Sea Change or Hurricane?
We are once again seeing politicians, statesmen/women, and various wonks telling the Republican Party and other conservatives how to act and run their campaigns – yes, it is CPAC time!
While some speeches and commentary may stand out – it is unlikely a sea-change will take place within the rank and file.
Before we consider why a change to the Republican Party is unlikely, let’s consider a few speeches that may create some commotion.
Always a crowd pleaser, Sarah Palin stepped up to the mark once again. Her rah-rah rhetoric, filled with caustic barbs, always garners ovations and applause. She spoke to issues ranging from President Barack Obama being more a politician than a statesman to problems within the Republican Party due to an overdependence upon insiders like the “architect” (an obvious reference to Karl Rove and his dislike of the Tea Party). Although there was little tactical advice, (short of knowing one’s own core values and speaking to them) Mrs. Palin’s speech was an energizing force.
A new voice, Dr. Ben Carson, was also given an opportunity to address the crowd. He will be remembered for his keynote address at the National Prayer Breakfast in which he directly admonished President Obama for the poor outline and planning of Obamacare.
What differentiated Dr. Carson was not only his courage to speak directly to the president, but he also outlined a real and viable alternative to Obamacare. An obviously brilliant and thoughtful man, his speech at CPAC focused upon using common sense over status quo. (He also noted he would be retiring soon, which opens a door to a possible run for office)
Finally, one of the more important speeches was given by Democratic Strategist Pat Caddell. He noted that "the Republican consultant class is taking the party down the tubes, that they're making filthy amounts of money – $150 million a campaign – whether the candidate wins or loses." These consultants have no real alliance to an ideology, yet they are not only taking obscene amounts of donations, but they are controlling the candidates! Unless the Republican Party makes a concerted effort to diminish this influence, (something in which the “insiders” have a vested interest) the status quo of weak leadership will continue.
So, what is the likelihood of such a sea-change occurring within the Republican Party?
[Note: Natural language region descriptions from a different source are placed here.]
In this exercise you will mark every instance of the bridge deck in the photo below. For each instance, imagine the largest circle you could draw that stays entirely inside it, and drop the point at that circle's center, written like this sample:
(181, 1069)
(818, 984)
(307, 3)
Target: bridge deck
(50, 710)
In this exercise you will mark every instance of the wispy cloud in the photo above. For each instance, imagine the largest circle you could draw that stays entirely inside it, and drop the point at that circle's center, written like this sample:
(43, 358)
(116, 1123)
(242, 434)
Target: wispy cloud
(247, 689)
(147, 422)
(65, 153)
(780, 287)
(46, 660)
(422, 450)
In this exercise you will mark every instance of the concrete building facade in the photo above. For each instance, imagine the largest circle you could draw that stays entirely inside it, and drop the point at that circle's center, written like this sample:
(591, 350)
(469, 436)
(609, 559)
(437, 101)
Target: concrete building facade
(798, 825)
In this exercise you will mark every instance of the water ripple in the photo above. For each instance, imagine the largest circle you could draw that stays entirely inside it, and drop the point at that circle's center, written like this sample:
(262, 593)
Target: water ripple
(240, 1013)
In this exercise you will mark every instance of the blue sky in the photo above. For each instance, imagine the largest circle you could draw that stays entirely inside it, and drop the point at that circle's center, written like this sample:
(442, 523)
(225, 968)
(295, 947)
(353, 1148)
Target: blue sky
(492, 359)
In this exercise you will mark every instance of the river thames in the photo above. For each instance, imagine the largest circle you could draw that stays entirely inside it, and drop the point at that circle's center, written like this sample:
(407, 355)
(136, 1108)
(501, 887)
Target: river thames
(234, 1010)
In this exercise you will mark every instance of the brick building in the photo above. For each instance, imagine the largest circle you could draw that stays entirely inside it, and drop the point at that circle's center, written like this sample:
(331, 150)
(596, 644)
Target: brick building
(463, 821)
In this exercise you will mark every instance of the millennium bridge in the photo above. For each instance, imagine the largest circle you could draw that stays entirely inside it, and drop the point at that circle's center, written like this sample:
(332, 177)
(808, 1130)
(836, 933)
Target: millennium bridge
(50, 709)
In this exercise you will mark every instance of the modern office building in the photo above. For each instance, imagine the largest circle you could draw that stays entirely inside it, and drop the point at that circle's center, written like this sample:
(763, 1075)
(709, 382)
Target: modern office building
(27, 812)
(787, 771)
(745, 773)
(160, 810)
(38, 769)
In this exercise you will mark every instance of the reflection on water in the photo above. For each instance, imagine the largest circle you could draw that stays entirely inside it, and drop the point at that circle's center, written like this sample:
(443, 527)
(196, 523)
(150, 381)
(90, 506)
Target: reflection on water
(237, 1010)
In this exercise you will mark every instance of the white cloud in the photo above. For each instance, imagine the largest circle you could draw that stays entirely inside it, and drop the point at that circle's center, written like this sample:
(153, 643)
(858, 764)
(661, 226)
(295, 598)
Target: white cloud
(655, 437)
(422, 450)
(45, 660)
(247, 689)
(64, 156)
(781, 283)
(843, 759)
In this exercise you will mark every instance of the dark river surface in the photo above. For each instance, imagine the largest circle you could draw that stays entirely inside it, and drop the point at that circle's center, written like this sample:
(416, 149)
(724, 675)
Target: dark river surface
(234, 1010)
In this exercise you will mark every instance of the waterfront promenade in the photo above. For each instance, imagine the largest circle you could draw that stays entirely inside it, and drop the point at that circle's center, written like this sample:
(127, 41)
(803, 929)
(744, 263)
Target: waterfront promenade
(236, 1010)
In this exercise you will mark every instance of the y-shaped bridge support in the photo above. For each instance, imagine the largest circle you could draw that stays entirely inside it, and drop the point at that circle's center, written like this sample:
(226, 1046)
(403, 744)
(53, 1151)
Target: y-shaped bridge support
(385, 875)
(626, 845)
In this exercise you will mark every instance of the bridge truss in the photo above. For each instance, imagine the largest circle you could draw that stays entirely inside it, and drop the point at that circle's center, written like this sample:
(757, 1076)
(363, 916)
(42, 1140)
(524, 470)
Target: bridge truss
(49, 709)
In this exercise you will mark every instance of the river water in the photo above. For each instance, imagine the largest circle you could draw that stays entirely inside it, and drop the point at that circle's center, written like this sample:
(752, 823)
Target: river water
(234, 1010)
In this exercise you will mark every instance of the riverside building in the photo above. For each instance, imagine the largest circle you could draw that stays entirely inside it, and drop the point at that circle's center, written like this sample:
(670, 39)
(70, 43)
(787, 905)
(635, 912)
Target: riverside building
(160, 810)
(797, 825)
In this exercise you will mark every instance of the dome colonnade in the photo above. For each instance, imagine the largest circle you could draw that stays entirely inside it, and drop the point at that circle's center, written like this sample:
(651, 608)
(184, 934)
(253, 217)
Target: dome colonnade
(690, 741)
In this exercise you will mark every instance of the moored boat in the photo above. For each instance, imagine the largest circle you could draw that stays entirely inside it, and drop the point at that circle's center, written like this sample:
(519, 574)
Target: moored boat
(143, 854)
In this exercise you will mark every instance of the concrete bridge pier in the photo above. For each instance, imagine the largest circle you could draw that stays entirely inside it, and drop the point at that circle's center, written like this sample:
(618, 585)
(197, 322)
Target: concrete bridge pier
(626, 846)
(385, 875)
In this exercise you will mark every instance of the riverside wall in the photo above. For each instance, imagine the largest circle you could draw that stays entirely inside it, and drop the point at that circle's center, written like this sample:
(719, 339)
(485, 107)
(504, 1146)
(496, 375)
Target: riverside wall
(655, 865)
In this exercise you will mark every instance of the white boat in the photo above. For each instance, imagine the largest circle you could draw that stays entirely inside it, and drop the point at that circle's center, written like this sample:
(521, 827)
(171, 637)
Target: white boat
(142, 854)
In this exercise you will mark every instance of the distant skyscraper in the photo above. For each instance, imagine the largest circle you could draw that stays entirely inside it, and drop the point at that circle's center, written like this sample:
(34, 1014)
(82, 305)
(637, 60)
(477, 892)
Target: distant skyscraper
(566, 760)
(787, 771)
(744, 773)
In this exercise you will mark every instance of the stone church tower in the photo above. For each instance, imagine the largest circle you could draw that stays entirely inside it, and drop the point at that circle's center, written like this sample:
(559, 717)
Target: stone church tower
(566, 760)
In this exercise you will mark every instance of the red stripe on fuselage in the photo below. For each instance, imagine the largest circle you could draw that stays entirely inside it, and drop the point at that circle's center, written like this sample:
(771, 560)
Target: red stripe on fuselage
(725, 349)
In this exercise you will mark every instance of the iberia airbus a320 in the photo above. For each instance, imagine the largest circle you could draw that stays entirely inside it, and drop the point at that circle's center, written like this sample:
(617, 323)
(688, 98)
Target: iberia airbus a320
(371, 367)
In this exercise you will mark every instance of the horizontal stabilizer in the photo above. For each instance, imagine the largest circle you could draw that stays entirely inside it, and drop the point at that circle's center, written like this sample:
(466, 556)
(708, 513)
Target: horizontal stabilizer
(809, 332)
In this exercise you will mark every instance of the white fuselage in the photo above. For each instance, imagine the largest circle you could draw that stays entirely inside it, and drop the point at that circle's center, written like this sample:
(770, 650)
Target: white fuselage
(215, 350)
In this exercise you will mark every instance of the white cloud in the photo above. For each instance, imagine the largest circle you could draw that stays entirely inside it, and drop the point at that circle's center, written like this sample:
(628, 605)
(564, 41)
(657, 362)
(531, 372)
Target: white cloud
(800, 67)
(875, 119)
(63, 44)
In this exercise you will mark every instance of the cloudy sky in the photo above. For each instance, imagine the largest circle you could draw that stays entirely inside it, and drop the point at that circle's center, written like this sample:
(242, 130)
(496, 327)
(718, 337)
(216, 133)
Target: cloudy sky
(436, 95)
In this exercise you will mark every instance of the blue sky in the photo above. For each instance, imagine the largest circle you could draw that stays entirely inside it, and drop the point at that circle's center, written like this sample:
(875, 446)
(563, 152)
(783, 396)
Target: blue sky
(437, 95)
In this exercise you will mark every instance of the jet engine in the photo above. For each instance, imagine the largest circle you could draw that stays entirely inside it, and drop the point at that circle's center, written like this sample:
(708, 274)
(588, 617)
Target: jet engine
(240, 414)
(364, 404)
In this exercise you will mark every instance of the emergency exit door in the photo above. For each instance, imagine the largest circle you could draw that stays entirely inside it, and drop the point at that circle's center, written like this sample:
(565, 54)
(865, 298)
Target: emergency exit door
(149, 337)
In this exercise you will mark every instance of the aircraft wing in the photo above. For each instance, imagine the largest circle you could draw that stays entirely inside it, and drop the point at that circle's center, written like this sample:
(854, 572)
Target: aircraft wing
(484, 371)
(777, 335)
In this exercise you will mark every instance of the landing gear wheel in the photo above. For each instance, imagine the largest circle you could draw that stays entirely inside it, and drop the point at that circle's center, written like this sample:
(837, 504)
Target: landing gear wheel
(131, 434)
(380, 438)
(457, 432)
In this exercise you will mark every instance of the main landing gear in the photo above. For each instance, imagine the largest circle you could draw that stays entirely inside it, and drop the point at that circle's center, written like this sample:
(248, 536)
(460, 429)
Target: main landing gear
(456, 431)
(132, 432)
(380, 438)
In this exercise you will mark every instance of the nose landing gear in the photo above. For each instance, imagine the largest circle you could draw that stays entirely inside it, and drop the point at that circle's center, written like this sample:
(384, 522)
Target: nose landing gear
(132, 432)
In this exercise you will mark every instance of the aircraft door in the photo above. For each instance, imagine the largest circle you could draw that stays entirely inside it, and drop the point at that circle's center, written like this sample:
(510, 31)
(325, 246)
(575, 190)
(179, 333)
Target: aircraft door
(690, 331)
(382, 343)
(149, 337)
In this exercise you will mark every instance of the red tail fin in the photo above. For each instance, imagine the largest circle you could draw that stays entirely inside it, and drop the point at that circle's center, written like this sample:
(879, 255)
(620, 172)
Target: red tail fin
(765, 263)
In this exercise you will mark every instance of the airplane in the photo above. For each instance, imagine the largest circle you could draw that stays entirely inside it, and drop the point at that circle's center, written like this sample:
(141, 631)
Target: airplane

Remember what occurred during the last Republican National Convention in Tampa, Florida – a major rule change took place with a less than honest vote. As noted by FreedomWorks, this power grab took place within two rules:
Amend existing Rule 12 to hand members of the Republican National Committee, for the first time, the power to change the party's rules on the fly between national conventions. (National conventions only take place during presidential election years.) The RNC may not amend Rule 12, however; that privilege remains reserved to a national convention. Three-fourths of RNC members must approve a proposed rules change for it to take effect.
Amend existing Rule 15 to allow the presumptive presidential nominee to “disavow” duly elected delegates and force state parties to hold new elections to replace any delegate or alternate deemed unacceptable by the presumptive presidential nominee. (Note: The proposal also contained a provision altering the method of allocating delegates, in order to front-load and shorten the presidential primary calendar.)
This stunning set of last minute rule changes vests all the power in the National Party by usurping the authority from the states – juxtapose this with the ideology the GOP presents about federal authority usurping power away from the states and the people.
These rule changes had nothing to do with forwarding the election of Mitt Romney – they were put in place specifically to imbue the “insiders” with more power and strip power from grassroots organizations and the people! “It’s not hard to imagine the temptation a campaign would feel to use this power to intimidate delegates and to reward friends, supporters, and campaign contributors.” (Least we forget, the Tea Party brought the Republican landslide of 2010 and many “insiders” and longtime elected Representatives do not care for these conservatives)
CPAC is a good opportunity to vent and present new and important ideas – but the real issues still lay within the powerbrokers and “insiders.” If the Republican Party does not step up and recognize their real constituency is people with conservative values and return their power back to that constituency, they will be leaving us even as they perceive we are leaving them.